Doctors developed an intensive intervention program for obese patients with heart disease. Subjects with a $\mathrm{BMI}$ of $30 \mathrm{~kg} / \mathrm{m}^{2}$ or more, with heart disease were assigned to a three-month lifestyle change of diet and exercise, Patients' Left Ventricle Ejection Fraction (LVEF) are measured before and after intervention.
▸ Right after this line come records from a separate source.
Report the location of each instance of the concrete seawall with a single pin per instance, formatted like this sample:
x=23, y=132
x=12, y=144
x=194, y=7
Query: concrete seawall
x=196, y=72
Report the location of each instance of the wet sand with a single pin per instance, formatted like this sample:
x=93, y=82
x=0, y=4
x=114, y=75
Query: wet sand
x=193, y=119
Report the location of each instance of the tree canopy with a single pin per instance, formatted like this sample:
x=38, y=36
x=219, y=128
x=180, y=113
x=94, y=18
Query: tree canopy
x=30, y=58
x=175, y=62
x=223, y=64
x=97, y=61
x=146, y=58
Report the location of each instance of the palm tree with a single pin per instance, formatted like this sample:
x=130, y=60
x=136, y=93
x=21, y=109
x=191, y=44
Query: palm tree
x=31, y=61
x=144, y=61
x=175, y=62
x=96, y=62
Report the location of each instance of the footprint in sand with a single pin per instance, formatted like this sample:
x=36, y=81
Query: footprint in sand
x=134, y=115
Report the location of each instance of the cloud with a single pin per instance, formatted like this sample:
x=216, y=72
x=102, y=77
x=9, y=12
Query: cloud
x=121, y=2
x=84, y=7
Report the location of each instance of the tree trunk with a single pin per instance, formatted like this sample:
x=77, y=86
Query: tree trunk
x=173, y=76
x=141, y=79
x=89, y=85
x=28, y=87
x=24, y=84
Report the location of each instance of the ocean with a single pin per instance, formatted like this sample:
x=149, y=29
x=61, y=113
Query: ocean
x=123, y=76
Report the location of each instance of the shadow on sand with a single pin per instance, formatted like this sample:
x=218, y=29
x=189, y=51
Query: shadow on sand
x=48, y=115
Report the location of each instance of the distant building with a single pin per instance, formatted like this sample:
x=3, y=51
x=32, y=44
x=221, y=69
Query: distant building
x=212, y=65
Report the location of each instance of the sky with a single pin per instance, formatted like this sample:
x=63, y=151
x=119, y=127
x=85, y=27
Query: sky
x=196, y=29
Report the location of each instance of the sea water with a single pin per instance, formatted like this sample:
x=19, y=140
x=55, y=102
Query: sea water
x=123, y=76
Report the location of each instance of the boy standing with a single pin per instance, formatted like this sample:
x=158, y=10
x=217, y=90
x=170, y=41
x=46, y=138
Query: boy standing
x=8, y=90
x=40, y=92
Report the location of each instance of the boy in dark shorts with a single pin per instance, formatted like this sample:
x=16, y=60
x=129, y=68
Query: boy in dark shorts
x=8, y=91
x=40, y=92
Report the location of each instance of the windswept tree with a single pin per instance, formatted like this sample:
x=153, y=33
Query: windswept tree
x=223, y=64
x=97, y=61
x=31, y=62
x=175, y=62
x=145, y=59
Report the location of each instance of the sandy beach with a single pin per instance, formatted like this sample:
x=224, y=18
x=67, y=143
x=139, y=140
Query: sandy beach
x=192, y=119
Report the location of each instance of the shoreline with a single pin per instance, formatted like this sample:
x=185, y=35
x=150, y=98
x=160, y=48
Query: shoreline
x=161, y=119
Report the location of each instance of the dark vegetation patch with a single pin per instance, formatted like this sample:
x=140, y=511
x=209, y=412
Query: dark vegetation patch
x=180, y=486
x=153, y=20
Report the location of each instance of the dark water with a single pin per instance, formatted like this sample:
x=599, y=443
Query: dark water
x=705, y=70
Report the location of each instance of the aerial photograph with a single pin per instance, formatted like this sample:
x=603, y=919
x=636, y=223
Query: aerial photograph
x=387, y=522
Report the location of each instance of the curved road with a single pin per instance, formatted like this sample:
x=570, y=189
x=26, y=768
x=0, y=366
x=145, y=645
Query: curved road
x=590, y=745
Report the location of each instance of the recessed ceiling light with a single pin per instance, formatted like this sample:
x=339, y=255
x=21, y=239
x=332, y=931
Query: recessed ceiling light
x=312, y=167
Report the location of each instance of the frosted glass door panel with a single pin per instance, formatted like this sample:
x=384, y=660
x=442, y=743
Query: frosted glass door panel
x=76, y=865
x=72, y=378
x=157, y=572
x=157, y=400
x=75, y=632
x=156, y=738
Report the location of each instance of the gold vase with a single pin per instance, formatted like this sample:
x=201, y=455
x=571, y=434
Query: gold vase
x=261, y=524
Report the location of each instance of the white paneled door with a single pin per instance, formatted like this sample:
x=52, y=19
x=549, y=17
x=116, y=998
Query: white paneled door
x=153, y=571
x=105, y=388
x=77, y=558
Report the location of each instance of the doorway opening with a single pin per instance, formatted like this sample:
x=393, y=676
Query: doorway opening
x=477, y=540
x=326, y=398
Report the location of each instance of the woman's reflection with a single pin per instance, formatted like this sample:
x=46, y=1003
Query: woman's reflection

A normal heart's ejection fraction may je between 50 and 70 percent, higher numbers indicate a healthier heart. Assume LVEFs are normally distributed. \begin{tabular}{|r|r|} \hline Before & After \\ \hline 41 & 53 \\ \hline 44 & 68 \\ \hline 51 & 65 \\ \hline 56 & 68 \\ \hline 46 & 54 \\ \hline 42 & 51 \\ \hline 48 & 61 \\ \hline \end{tabular} Find the $90 \%$ confidence interval for the mean of the differences. Round answers to at least 4 decimal places. $<\mu_{d}<$ Did the intensive intervention program significantly increase the LVEF measurements? ?
Solution
Step 1 :First, calculate the differences between the 'Before' and 'After' measurements for each patient. The differences are [12, 24, 14, 12, 8, 9, 13].
Step 2 :Next, calculate the mean and standard deviation of these differences. The mean of the differences is approximately 13.1429 and the standard deviation is approximately 5.2418.
Step 3 :Then, calculate the 90% confidence interval for the mean of the differences. The 90% confidence interval is approximately (9.2930, 16.9927).
Step 4 :Finally, check if the confidence interval includes zero. In this case, the confidence interval does not include zero, which suggests that the intensive intervention program significantly increased the LVEF measurements.
Step 5 :The final answer is: The 90% confidence interval for the mean of the differences is approximately \(\boxed{(9.2930, 16.9927)}\). The intensive intervention program significantly increased the LVEF measurements.